Jonathan Spyer
The Jerusalem Post
August 26, 2008
President Bashar Assad of Syria began a trip to Russia this week. Russian news agency RIA Novosti has quoted the Syrian Information Ministry as confirming that the trip will last two days. According to the statement, the purpose of the trip is to discuss bilateral relations and the latest world and regional developments, particularly relating to the Middle East peace process and to Iraq.
Assad's trip to Moscow comes at a particularly opportune time. Russia is in the process of completing what looks like a successful, contemptuous defiance of international will over its actions in Georgia. In the Caucasus, Moscow has thrown down a direct challenge to the US-dominated post Cold-war international order.
Syria, meanwhile, is part of an Iran-led regional bloc which seeks to issue a similar challenge in the Middle East, albeit on a smaller scale. But Assad is not in Moscow purely to compare notes with the Russians. Rather, his trip has a list of clear and practical objectives.
During the Cold War, the USSR was of course Syria's main arms supplier. Following the collapse of the Soviet Union, Damascus was left with an outstanding debt of $13.4 billion to Moscow for weapons purchased. Throughout the 1990s, with Syria stagnant and Russia plunged into economic and political chaos, this outstanding debt cast a chill over relations between the two countries. This chill has now thawed. In 2005, Moscow agreed to write off 73 percent of the debt. This reduced Syria's foreign debt to less than 10% of its GDP, allowing Damascus once more to focus on arms procurement. Large-scale purchases of arms from Russia began that same year.
Over the following two years, according to Israeli sources, Syria purchased 50 Pantsir SE-1 and Tor-M1 air-defense systems from Moscow. Sophisticated anti-tank guided weapons systems were also acquired. There are conflicting reports as to whether the Pantsir air defense systems had been fully deployed at the time of the successful IAF raid on a suspected Syrian plutonium reactor in September, 2007. The raid, in any case, undoubtedly represented a significant failure for the Syrians.

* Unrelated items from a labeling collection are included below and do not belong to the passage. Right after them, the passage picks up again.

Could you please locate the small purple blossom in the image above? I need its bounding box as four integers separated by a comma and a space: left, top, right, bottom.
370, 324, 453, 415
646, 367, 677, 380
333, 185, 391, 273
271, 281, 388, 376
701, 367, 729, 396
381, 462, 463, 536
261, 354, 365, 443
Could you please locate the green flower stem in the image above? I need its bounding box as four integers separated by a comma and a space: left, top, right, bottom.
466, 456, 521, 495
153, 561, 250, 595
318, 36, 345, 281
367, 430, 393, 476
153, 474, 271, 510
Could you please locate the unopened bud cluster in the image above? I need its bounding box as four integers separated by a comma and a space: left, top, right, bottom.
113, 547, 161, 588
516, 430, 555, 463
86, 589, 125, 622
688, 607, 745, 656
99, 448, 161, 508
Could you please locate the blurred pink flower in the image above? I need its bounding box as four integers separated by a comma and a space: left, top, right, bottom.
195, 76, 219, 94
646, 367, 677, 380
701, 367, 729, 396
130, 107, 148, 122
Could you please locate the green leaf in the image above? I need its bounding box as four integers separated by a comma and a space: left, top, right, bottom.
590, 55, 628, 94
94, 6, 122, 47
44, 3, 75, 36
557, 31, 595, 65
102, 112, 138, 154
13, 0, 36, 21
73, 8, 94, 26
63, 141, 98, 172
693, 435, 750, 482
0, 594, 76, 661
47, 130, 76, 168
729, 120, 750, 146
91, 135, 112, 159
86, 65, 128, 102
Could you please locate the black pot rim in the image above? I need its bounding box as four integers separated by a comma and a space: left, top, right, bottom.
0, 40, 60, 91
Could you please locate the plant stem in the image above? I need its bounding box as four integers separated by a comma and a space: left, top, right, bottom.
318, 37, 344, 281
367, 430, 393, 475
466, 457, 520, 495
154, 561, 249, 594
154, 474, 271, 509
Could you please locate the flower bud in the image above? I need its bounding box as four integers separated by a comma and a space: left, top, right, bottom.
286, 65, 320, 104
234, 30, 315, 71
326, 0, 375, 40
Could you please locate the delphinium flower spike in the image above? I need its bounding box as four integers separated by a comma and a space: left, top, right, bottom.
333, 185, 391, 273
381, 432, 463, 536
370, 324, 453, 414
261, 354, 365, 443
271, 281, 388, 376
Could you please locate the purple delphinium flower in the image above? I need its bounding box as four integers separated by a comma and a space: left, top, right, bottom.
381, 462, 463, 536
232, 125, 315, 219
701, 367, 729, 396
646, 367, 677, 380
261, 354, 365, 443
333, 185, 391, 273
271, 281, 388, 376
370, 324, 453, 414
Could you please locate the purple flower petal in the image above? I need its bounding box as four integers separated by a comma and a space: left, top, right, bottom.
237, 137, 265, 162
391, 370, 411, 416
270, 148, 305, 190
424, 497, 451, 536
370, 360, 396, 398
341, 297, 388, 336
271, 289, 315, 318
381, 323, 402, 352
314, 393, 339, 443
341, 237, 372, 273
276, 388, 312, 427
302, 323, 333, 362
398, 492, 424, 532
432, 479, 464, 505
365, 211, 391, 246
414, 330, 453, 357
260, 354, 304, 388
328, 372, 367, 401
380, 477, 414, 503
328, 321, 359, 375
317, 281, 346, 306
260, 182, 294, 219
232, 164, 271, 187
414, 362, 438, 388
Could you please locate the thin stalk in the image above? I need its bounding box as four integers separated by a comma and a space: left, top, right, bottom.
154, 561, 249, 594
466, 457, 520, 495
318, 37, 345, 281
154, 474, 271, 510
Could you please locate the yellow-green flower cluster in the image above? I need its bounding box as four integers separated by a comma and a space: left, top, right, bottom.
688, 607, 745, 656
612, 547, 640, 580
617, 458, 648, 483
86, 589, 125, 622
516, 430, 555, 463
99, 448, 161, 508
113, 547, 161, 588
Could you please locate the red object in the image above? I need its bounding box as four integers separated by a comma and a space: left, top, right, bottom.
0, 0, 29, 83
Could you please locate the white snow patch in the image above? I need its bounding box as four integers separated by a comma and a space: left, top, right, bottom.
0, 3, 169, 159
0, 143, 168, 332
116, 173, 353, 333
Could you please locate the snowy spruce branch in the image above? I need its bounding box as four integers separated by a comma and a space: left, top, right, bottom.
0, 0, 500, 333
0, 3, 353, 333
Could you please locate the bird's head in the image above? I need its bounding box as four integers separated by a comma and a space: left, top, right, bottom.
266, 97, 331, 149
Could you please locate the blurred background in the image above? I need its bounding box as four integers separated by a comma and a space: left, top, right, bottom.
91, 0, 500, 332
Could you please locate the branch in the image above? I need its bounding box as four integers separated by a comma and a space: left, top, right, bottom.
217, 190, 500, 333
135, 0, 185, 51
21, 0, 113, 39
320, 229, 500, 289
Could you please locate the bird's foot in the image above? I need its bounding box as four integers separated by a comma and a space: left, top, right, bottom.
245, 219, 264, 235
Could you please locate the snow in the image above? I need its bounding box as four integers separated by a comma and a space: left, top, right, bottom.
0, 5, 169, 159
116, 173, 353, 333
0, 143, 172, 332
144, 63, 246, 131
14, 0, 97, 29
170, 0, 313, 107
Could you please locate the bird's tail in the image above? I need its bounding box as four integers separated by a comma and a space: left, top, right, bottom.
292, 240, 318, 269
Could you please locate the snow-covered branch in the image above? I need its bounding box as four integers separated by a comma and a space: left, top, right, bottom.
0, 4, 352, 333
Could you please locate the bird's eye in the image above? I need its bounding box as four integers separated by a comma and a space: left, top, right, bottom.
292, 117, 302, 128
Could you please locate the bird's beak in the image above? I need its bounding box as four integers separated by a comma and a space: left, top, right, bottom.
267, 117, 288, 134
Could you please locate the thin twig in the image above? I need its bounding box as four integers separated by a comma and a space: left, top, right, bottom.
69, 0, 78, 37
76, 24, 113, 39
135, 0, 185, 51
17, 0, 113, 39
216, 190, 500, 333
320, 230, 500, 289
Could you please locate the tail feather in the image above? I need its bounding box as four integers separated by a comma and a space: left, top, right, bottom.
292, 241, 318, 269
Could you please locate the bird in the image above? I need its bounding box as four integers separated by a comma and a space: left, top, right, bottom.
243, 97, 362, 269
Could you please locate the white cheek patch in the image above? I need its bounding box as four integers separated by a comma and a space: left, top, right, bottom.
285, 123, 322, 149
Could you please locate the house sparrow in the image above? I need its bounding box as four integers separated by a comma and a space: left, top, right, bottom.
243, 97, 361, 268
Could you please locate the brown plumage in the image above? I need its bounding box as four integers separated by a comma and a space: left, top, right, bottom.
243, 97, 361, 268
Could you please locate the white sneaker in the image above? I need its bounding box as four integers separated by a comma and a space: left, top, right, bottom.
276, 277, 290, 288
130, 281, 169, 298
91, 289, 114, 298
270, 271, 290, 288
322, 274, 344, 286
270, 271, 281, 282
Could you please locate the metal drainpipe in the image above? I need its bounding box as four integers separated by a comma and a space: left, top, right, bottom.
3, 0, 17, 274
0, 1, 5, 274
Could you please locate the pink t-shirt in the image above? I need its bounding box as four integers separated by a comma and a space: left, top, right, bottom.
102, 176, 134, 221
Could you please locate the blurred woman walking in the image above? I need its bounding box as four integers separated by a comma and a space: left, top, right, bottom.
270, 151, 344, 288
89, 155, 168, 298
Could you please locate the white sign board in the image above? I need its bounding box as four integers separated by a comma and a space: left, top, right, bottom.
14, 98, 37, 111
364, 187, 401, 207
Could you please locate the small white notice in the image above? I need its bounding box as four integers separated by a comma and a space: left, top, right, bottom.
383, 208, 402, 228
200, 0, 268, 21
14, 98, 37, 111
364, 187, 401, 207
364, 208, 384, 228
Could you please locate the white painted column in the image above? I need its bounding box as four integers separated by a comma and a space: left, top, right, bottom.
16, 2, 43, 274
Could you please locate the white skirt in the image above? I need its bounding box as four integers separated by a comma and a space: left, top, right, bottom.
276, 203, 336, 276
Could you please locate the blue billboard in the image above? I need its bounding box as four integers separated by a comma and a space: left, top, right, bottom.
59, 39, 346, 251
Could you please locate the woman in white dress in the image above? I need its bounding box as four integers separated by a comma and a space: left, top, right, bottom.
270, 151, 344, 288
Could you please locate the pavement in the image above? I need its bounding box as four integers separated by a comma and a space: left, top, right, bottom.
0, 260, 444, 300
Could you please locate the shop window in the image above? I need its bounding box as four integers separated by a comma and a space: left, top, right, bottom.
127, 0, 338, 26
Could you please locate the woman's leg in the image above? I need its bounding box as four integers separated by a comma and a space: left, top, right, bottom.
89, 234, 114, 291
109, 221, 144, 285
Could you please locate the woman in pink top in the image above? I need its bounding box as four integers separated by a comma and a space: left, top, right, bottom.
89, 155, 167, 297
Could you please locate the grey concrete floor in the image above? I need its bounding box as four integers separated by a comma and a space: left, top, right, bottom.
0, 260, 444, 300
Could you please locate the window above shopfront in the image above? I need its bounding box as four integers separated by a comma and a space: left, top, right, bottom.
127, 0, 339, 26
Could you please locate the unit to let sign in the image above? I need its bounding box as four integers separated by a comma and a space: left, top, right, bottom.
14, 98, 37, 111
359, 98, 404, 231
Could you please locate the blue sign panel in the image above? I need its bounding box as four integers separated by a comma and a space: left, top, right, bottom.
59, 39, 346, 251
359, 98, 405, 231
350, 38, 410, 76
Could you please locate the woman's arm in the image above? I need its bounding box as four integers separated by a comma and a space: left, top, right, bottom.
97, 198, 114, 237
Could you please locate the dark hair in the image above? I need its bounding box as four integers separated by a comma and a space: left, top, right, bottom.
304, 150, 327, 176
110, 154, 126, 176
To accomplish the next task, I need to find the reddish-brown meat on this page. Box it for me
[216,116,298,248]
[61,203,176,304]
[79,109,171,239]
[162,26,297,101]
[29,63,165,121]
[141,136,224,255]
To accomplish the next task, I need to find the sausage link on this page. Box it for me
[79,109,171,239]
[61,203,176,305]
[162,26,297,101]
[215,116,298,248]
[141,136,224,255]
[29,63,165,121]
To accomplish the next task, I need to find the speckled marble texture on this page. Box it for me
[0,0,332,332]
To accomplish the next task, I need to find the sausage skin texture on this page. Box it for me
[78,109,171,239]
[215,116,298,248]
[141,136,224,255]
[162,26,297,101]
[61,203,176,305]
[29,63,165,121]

The Syrian response has been to accelerate the pace of arms purchases from willing Russia. In May, a senior Syrian delegation headed by air force commander General Akhmad al-Ratyb visited the Russian capital. The delegation secured the purchase of Mig-29 SMT fighter aircraft.
This time around, the leading item on Assad's shopping list is thought to be the sophisticated S-300 long range anti-aircraft missile system. This state-of-the-art system has already been purchased from Russia by Iran. Iran is expected to deploy it by March, 2009. The Iranian intention, clearly, is for this system to be used in defense of Teheran's nuclear program.
Assad, in his previous visit to Moscow in December, 2006, made unsuccessful attempts to purchase the S-300. Israeli diplomats have been working to try to prevent a successful Syrian acquisition this time around. The outcome is not yet clear. The S-300 is thought to be the leading item on Assad's list of planned purchases in Moscow. A series of public statements by Russian officials over the past days stressing (and exaggerating) Israel's defense relationship with Georgia could be interpreted as a negative sign, but nothing is yet certain.
What lies behind Russia's growing interest in arms supplies to the Middle East? This is part of a larger picture - Russia's return as a player on the global diplomatic stage. The Russians would like to leverage their supply of arms to Iran and Syria into influence, forming an alternative address for diplomatic mediation - or for help in challenging enemies. Either way, Russia intends not to have its voice ignored. The days when all other countries automatically accepted US predominance on issues of Middle East statecraft have passed.
Of course, Russia is still far too weak a state to be able to provide a real challenge to the western system of alliances in the Middle East. Syria, too, for all its rhetoric, possesses armed forces which still suffer from acute structural and educational problems, as well as the problem of norms which limit their ability to successfully absorb and operate ultra-modern systems. Still, something is changing.
The regional alliance of Iran and its allies is currently acting as a 'spoiler' in many flashpoints across the region - Iraq, Lebanon, the Israeli-Palestinian arena, Kuwait and the Israel-Syria-Hizbullah triangle. In all these linked arenas, influence is being built through the exacerbation of conflict, and the preventing of peaceful development. Iran and Syria have had the good fortune to meet a major power - Russia - whose interests happen to currently coincide with the strengthening of anti-status-quo powers in the Middle East. The result is a relationship based on mutual benefit. President Assad will be hoping to reap tangible gains from this as he makes his way through meetings with the power elite in Moscow over the next two weeks.
Dr. Jonathan Spyer is a senior research fellow at the Global Research in International Affairs Center at the Interdisciplinary Center, Herzliya Israel.